Regression vs Time Series – Is House Price Prediction a Regression or Time Series Problem?

pythonregressiontime series

I have a dataset of house prices from 2000 to 2016 from several U.S.A. cities. From this I want to predict the price of similar houses at the current date, is this better addressed as a regression problem or as a time series problem. An important point is that the data I have till now is rather sparse, just few thousand of records.

Best Answer

While the other answer is correct that the response variable can be modelled as a linear regression - you are dealing with house prices.
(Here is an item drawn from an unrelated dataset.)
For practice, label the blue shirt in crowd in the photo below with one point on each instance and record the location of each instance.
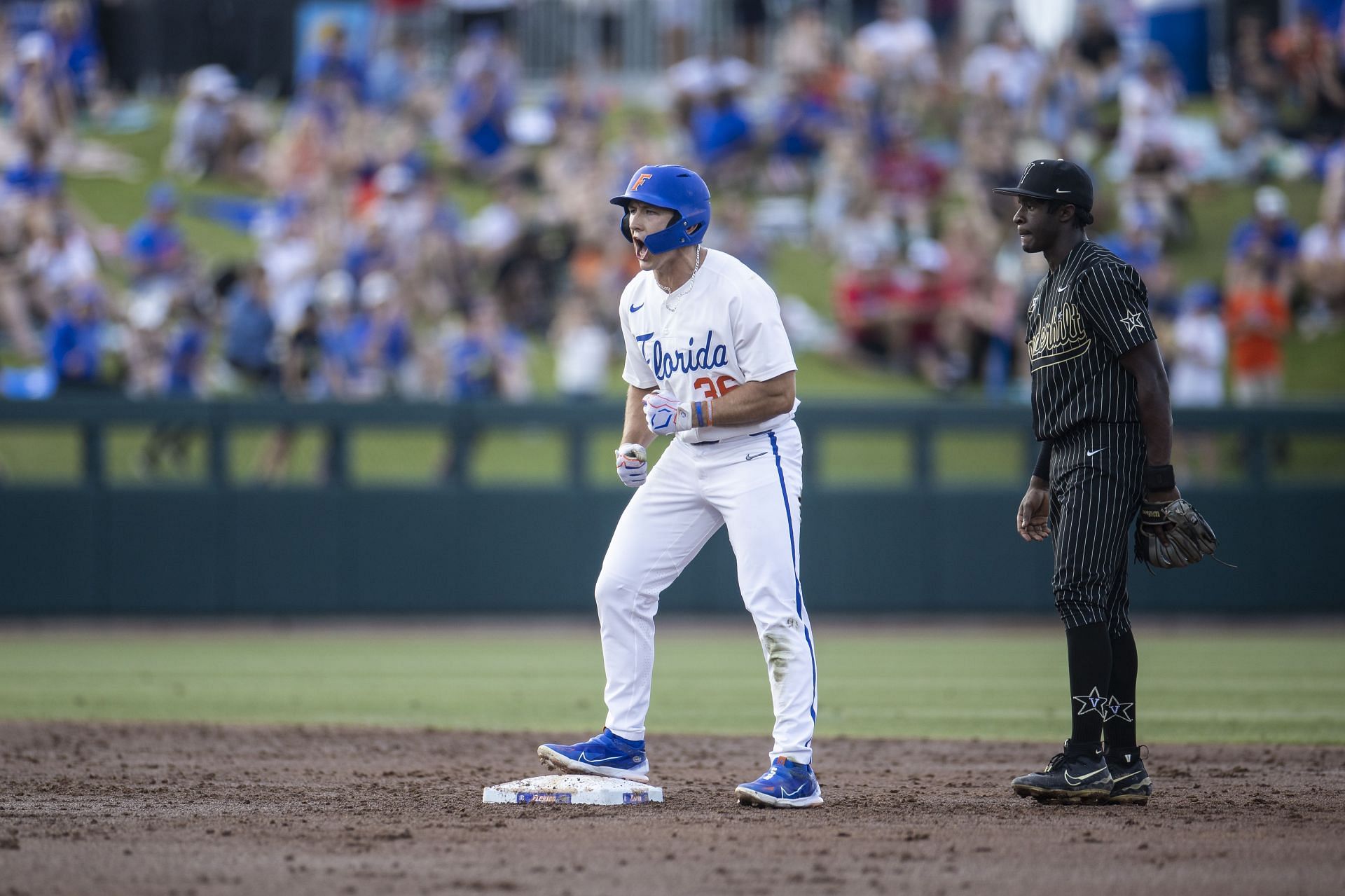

As such, your dataset will likely suffer from what is called time series induced heteroscedasticity.

What this basically means is that since your houses will vary by age - i.e. some houses could be one year old, others over thirty years old, then you will have an unconstant variance across your residuals.

If you see this abstract titled "Heteroscedasticity in hedonic house price models", you will note that using Generalised Least Squares was indicated to remove the heteroscedasticity with forecast errors of a lower standard deviation that would be obtained through standard Ordinary Least Squares.

In summary to your question, your data can be modelled using regression analysis, but you do need to watch out for heteroscedasticity and also serial correlation. Moreover, you might find that your distribution (run a qqPlot to check) may not be normal, and your analysis might be better served through first converting your data to that of a normal distribution using a Box-Cox transformation.